Avis du Conseil d’Etat sur la sélection en master : le gouvernement doit prendre ses responsabilités et garantir le droit aux études

Mercredi 10 février, le Conseil d’Etat vient de rendre un avis sur les pratiques de sélection des universités pour l’accès à la deuxième année de master. Cet avis fait suite aux jugements de plusieurs tribunaux administratifs, saisis par des étudiants titulaires d’un master 1 mais refusés en master 2, et confirme l’illégalité des pratiques de sélection mises en place par les établissements.

L’UNEF demande la publication d’un nouveau décret

La situation actuelle est intenable du point de vue des universités, qui sont dans une situation d’insécurité juridique, mais aussi et surtout du point de vue des étudiants. Il est inacceptable que des jeunes soient sans solution pour poursuivre leurs études après un master 1 et encore plus scandaleux que les recours juridiques, discriminant à cause de leurs coûts financiers, soient la seule solution pour trouver une inscription !

Le droit à la poursuite d’étude doit être la priorité du prochain décret

L’avis du conseil d’Etat confirme que le Ministère a les mains libres pour définir par décret les conditions d’inscription en master 1 comme en master 2. Une décision doit être prise dans les plus brefs délais pour que les étudiants aient rapidement de la visibilité sur les conditions d’inscription en master pour la prochaine rentrée.

L’UNEF reste opposée à toute forme de sélection dont les principales conséquences sont le creusement des inégalités et le renforcement de la reproduction sociale, invitant la communauté universitaire et les pouvoirs publics à une réflexion sur cette question.

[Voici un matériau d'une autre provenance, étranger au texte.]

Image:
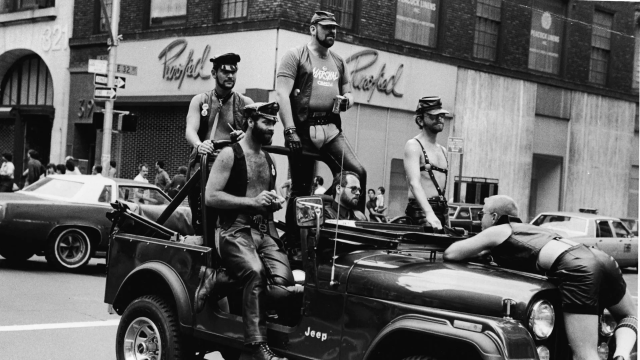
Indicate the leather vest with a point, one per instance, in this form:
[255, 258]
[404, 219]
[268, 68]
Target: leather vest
[208, 97]
[304, 82]
[520, 251]
[237, 183]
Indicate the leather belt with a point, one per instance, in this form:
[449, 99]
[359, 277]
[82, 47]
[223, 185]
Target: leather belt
[552, 250]
[257, 222]
[320, 118]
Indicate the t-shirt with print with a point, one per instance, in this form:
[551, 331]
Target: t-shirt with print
[326, 76]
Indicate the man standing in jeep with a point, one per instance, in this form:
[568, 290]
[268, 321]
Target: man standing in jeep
[214, 115]
[425, 163]
[311, 81]
[244, 188]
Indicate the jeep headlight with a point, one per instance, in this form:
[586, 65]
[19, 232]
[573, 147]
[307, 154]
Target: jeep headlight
[542, 319]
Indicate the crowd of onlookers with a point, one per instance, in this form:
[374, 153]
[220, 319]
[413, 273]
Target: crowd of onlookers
[35, 170]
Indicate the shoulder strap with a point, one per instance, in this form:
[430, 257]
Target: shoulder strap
[272, 169]
[430, 171]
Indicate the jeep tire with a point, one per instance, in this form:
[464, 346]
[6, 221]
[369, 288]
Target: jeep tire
[149, 329]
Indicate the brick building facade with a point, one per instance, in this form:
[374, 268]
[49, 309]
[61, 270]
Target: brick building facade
[539, 61]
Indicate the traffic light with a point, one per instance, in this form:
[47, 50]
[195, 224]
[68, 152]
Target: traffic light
[98, 120]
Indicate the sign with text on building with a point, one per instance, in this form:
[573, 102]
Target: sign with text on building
[455, 145]
[104, 93]
[546, 36]
[102, 80]
[97, 66]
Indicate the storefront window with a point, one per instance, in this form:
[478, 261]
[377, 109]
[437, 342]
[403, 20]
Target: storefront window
[167, 12]
[102, 25]
[546, 35]
[488, 17]
[231, 9]
[344, 10]
[600, 47]
[417, 21]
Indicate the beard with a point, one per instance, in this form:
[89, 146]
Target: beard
[327, 42]
[261, 135]
[225, 86]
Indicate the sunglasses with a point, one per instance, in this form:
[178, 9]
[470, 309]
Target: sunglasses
[354, 189]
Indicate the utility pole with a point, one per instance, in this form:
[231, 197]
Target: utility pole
[108, 113]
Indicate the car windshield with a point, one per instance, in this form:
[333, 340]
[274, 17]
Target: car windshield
[55, 187]
[562, 222]
[620, 229]
[142, 195]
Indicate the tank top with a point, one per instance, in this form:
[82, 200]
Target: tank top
[520, 251]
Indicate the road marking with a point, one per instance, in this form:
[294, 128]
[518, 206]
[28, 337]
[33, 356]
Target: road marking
[59, 325]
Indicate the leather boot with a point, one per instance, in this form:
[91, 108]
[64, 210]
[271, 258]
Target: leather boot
[207, 278]
[261, 351]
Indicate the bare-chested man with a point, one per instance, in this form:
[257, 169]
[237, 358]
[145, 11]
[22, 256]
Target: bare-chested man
[243, 187]
[214, 115]
[425, 163]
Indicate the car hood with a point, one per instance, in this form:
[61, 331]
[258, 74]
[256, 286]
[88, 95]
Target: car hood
[23, 197]
[444, 285]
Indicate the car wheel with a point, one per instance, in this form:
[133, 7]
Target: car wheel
[149, 330]
[69, 249]
[16, 254]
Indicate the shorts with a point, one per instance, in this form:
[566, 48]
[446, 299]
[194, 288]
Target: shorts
[588, 279]
[320, 135]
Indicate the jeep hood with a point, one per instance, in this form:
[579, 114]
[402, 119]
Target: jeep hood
[444, 285]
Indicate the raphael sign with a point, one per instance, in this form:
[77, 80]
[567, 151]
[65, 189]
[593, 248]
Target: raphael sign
[365, 77]
[176, 66]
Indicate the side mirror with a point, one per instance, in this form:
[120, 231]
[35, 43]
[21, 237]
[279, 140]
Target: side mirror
[309, 211]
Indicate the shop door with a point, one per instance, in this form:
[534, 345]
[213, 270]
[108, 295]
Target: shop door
[546, 184]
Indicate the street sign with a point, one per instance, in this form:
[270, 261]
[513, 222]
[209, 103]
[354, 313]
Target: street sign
[455, 145]
[104, 93]
[97, 66]
[127, 69]
[102, 80]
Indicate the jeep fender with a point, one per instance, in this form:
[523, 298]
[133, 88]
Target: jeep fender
[155, 277]
[488, 344]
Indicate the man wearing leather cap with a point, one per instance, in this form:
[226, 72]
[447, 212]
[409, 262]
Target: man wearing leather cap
[244, 189]
[309, 80]
[425, 163]
[214, 115]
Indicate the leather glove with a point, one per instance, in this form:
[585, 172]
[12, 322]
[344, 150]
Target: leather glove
[292, 141]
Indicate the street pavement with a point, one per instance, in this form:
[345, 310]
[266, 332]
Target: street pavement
[51, 315]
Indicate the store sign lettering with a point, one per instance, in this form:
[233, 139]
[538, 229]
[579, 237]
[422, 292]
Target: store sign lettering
[368, 81]
[176, 70]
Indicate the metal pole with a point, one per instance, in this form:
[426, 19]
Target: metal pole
[108, 113]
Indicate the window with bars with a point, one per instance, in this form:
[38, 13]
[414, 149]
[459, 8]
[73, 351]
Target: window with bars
[102, 23]
[233, 9]
[344, 10]
[600, 47]
[485, 43]
[168, 12]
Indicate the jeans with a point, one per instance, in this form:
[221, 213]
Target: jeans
[240, 246]
[338, 155]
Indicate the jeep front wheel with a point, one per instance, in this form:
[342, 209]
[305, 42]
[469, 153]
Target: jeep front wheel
[149, 330]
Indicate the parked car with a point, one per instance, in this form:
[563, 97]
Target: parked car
[607, 233]
[368, 291]
[64, 216]
[465, 216]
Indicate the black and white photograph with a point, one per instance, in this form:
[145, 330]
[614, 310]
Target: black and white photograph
[319, 179]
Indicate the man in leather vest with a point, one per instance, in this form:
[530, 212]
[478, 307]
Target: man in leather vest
[425, 163]
[347, 191]
[214, 115]
[244, 189]
[309, 79]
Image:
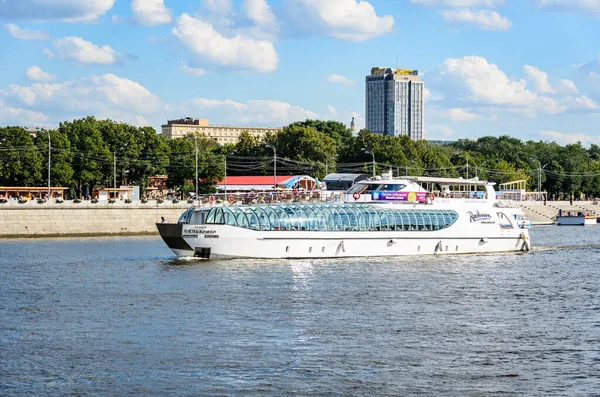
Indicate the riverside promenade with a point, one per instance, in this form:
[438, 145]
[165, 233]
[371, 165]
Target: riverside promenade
[68, 219]
[541, 214]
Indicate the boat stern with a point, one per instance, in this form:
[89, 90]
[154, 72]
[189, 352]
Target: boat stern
[172, 235]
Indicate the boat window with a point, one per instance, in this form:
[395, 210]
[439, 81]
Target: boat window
[364, 188]
[210, 218]
[505, 221]
[229, 217]
[186, 216]
[332, 217]
[219, 215]
[392, 187]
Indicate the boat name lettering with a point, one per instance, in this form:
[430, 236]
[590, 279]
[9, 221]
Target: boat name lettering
[420, 197]
[200, 231]
[479, 216]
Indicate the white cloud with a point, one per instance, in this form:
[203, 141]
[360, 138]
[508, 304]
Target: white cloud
[254, 112]
[150, 12]
[239, 52]
[587, 6]
[568, 86]
[196, 72]
[591, 68]
[570, 138]
[459, 3]
[141, 121]
[260, 13]
[336, 78]
[539, 79]
[63, 10]
[583, 103]
[483, 19]
[480, 81]
[19, 116]
[105, 95]
[474, 80]
[460, 114]
[217, 6]
[427, 96]
[353, 20]
[444, 130]
[79, 50]
[35, 73]
[25, 34]
[48, 53]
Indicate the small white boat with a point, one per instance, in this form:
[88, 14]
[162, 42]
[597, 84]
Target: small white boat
[383, 217]
[579, 219]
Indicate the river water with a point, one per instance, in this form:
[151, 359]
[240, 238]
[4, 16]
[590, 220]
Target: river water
[121, 316]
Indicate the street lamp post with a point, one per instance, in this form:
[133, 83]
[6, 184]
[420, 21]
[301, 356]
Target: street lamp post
[274, 164]
[539, 176]
[371, 153]
[196, 144]
[225, 171]
[467, 159]
[49, 162]
[114, 175]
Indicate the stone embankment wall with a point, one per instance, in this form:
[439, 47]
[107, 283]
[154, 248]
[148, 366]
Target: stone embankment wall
[537, 212]
[52, 219]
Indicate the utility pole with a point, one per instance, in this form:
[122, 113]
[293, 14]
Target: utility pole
[196, 141]
[114, 175]
[371, 153]
[274, 164]
[49, 162]
[225, 168]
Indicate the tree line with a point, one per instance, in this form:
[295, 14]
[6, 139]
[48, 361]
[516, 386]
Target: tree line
[85, 153]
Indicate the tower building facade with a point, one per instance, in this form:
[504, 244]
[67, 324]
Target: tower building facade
[394, 102]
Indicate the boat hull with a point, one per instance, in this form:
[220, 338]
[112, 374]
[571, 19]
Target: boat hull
[223, 241]
[576, 220]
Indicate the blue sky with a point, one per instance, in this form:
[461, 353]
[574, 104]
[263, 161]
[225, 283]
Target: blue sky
[526, 68]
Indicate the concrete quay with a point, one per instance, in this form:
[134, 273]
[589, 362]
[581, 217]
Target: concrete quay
[67, 219]
[539, 213]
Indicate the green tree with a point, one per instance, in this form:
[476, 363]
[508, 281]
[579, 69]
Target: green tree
[61, 171]
[20, 160]
[153, 157]
[92, 159]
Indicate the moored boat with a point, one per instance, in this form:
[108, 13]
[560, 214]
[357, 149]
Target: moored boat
[385, 217]
[575, 219]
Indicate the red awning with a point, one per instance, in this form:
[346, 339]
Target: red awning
[254, 180]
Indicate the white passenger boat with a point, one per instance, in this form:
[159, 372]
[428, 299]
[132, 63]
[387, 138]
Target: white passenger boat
[383, 217]
[579, 219]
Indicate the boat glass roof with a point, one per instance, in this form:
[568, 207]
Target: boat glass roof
[331, 217]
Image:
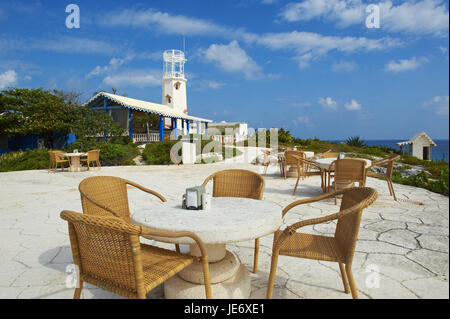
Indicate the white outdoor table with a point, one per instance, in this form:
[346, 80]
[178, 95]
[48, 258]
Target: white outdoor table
[292, 170]
[229, 220]
[74, 160]
[325, 163]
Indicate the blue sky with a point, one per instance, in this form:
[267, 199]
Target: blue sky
[310, 66]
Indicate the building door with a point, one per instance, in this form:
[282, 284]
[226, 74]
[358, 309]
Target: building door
[426, 153]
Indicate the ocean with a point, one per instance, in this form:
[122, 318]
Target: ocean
[440, 152]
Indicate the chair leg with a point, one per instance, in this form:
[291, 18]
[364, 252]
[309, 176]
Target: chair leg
[296, 184]
[273, 270]
[392, 188]
[351, 281]
[344, 278]
[77, 293]
[255, 257]
[206, 277]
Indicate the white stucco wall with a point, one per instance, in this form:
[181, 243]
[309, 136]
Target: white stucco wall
[418, 145]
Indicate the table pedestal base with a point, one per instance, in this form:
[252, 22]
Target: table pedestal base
[229, 278]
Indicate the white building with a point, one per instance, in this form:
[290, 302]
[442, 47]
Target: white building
[419, 146]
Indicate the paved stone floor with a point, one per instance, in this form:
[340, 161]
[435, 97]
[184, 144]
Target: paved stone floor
[402, 250]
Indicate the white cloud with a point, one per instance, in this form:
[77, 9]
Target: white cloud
[133, 78]
[74, 45]
[303, 120]
[343, 12]
[114, 64]
[353, 105]
[439, 104]
[311, 46]
[343, 66]
[161, 21]
[328, 103]
[231, 58]
[403, 65]
[419, 17]
[8, 78]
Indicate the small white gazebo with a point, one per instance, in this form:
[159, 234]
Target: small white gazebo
[419, 146]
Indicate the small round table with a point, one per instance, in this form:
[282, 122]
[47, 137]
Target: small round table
[325, 163]
[229, 220]
[74, 160]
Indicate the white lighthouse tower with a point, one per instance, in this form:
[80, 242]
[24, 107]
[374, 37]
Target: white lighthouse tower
[174, 83]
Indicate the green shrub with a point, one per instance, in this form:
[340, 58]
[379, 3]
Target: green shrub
[158, 153]
[20, 161]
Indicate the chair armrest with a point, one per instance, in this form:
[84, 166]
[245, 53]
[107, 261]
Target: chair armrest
[142, 188]
[310, 200]
[176, 234]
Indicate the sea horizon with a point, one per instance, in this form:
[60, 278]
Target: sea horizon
[439, 152]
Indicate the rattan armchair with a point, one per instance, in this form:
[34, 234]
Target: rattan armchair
[57, 157]
[329, 154]
[308, 168]
[238, 183]
[289, 160]
[92, 157]
[389, 164]
[107, 195]
[347, 171]
[340, 248]
[107, 253]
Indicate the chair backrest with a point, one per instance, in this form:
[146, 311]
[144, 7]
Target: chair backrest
[349, 169]
[53, 155]
[94, 155]
[106, 250]
[99, 192]
[347, 227]
[289, 159]
[329, 154]
[237, 183]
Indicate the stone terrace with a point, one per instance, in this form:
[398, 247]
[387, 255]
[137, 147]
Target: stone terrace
[405, 241]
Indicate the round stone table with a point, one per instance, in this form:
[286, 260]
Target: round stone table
[229, 220]
[325, 163]
[74, 159]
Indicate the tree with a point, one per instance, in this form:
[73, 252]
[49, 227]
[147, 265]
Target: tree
[52, 114]
[35, 111]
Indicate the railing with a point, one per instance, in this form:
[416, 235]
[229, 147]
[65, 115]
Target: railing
[144, 138]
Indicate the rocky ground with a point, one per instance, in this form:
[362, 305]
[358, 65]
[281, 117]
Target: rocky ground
[402, 250]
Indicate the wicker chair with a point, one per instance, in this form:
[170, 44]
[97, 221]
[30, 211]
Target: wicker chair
[389, 164]
[347, 171]
[289, 160]
[107, 195]
[339, 248]
[56, 158]
[307, 166]
[266, 160]
[238, 183]
[92, 157]
[108, 254]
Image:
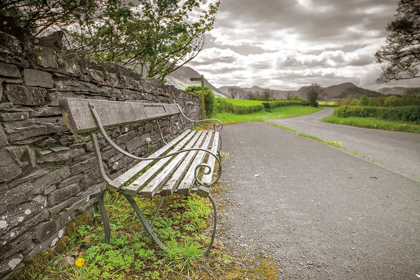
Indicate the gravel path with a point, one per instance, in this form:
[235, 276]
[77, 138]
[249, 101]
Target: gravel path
[320, 212]
[398, 151]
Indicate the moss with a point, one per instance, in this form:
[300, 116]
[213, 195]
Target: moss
[34, 266]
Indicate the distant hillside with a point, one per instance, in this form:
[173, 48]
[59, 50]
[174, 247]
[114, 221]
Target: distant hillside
[181, 79]
[341, 90]
[393, 90]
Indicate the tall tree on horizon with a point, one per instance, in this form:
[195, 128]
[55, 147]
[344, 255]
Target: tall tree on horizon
[402, 52]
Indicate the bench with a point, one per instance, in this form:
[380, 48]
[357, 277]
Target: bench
[173, 169]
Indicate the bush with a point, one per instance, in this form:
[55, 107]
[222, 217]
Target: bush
[223, 106]
[405, 114]
[209, 99]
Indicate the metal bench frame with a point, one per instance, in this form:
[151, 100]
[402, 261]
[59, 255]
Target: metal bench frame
[83, 123]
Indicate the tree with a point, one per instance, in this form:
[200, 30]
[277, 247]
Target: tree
[155, 37]
[209, 98]
[402, 52]
[313, 93]
[37, 16]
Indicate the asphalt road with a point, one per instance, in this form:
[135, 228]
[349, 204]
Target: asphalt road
[397, 151]
[320, 212]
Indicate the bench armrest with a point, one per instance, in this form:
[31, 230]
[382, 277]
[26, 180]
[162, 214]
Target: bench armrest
[218, 126]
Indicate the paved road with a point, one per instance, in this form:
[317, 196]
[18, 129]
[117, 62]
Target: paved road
[322, 213]
[398, 151]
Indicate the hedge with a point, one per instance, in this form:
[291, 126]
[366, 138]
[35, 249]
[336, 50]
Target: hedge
[405, 114]
[279, 103]
[226, 107]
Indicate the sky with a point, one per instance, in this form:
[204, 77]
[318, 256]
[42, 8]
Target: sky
[287, 44]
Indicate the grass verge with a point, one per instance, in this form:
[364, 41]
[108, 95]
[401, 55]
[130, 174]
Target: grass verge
[374, 123]
[276, 113]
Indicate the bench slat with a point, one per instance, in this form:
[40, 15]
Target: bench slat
[137, 185]
[129, 174]
[186, 184]
[153, 186]
[79, 119]
[203, 191]
[170, 186]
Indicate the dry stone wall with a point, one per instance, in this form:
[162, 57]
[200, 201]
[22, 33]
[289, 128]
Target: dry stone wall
[48, 175]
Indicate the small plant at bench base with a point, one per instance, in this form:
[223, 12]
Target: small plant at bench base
[173, 169]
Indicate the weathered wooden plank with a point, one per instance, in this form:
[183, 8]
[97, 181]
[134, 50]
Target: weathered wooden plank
[139, 183]
[203, 190]
[170, 186]
[79, 119]
[186, 184]
[154, 185]
[129, 174]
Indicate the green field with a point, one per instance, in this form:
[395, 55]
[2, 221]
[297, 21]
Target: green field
[276, 113]
[375, 123]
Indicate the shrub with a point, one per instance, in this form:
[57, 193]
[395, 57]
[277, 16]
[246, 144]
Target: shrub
[408, 113]
[209, 99]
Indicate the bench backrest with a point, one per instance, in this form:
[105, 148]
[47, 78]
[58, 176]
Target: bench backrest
[79, 119]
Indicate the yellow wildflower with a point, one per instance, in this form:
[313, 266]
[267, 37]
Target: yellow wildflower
[79, 262]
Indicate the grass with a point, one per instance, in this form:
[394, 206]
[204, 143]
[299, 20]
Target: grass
[276, 113]
[375, 123]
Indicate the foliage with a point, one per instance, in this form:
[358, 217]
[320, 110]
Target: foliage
[279, 103]
[403, 44]
[375, 123]
[405, 114]
[209, 99]
[313, 93]
[154, 37]
[276, 113]
[363, 101]
[37, 16]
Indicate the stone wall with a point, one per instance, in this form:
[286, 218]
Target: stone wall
[48, 175]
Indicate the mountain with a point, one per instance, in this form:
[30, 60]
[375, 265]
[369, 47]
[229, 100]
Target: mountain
[393, 90]
[181, 79]
[336, 91]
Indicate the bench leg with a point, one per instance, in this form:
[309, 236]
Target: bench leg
[206, 253]
[157, 210]
[104, 215]
[144, 222]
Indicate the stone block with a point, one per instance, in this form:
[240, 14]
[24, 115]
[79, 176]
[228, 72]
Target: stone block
[83, 166]
[7, 117]
[9, 70]
[36, 78]
[18, 215]
[51, 178]
[63, 194]
[15, 196]
[34, 127]
[61, 156]
[22, 95]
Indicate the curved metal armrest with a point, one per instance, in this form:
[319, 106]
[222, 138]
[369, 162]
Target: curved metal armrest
[218, 126]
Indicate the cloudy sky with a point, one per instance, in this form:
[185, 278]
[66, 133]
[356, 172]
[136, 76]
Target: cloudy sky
[287, 44]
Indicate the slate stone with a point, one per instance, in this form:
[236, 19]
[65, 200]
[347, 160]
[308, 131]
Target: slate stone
[21, 95]
[83, 166]
[7, 117]
[63, 194]
[36, 78]
[51, 178]
[9, 70]
[15, 196]
[34, 127]
[61, 156]
[18, 215]
[9, 168]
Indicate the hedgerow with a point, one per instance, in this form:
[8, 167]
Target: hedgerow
[408, 114]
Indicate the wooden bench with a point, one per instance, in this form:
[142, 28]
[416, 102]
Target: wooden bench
[191, 157]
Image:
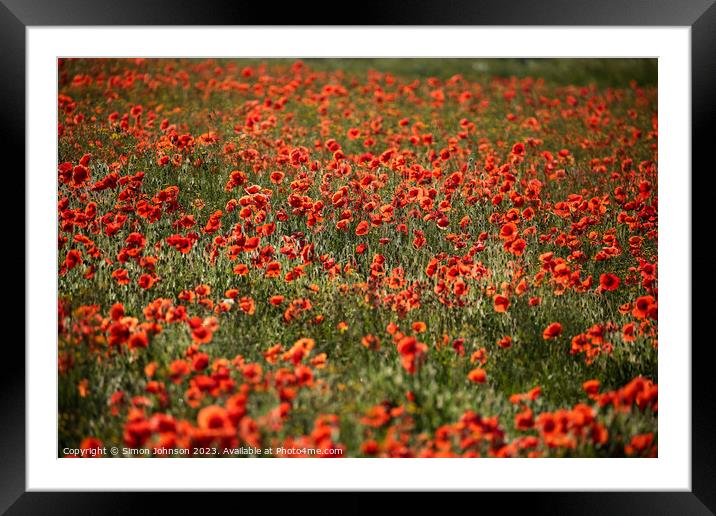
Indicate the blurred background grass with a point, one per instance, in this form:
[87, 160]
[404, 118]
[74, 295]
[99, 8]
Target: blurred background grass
[600, 71]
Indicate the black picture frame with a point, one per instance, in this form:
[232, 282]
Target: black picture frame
[699, 15]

Pour autant, l’UNEF propose depuis plusieurs mois une solution de compromis qui permettrait de répondre au double objectif de sécurité juridique pour les établissements et de droit à la poursuite d’étude pour les étudiants.

L’UNEF demande que le futur décret encadre une partie des pratiques de sélection à l’entrée du master 2 et garantisse à tous les titulaires d’un master 1 le droit à la poursuite d’étude dans au moins un master 2 du même grand domaine de formation dans leur université. Ce second point est indispensable puisqu’il est la condition pour régler le problème de fond soulevé par les recours juridiques : les étudiants titulaires d’un master 1 qui se retrouvent sans inscription en master 2.

L’UNEF rappelle au gouvernement que toute autre décision serait contradictoire avec l’objectif de démocratisation des études supérieur et les engagements contre la sélection pris par Najat Vallaud-Belkacem et Thierry Mandon ces dernier mois.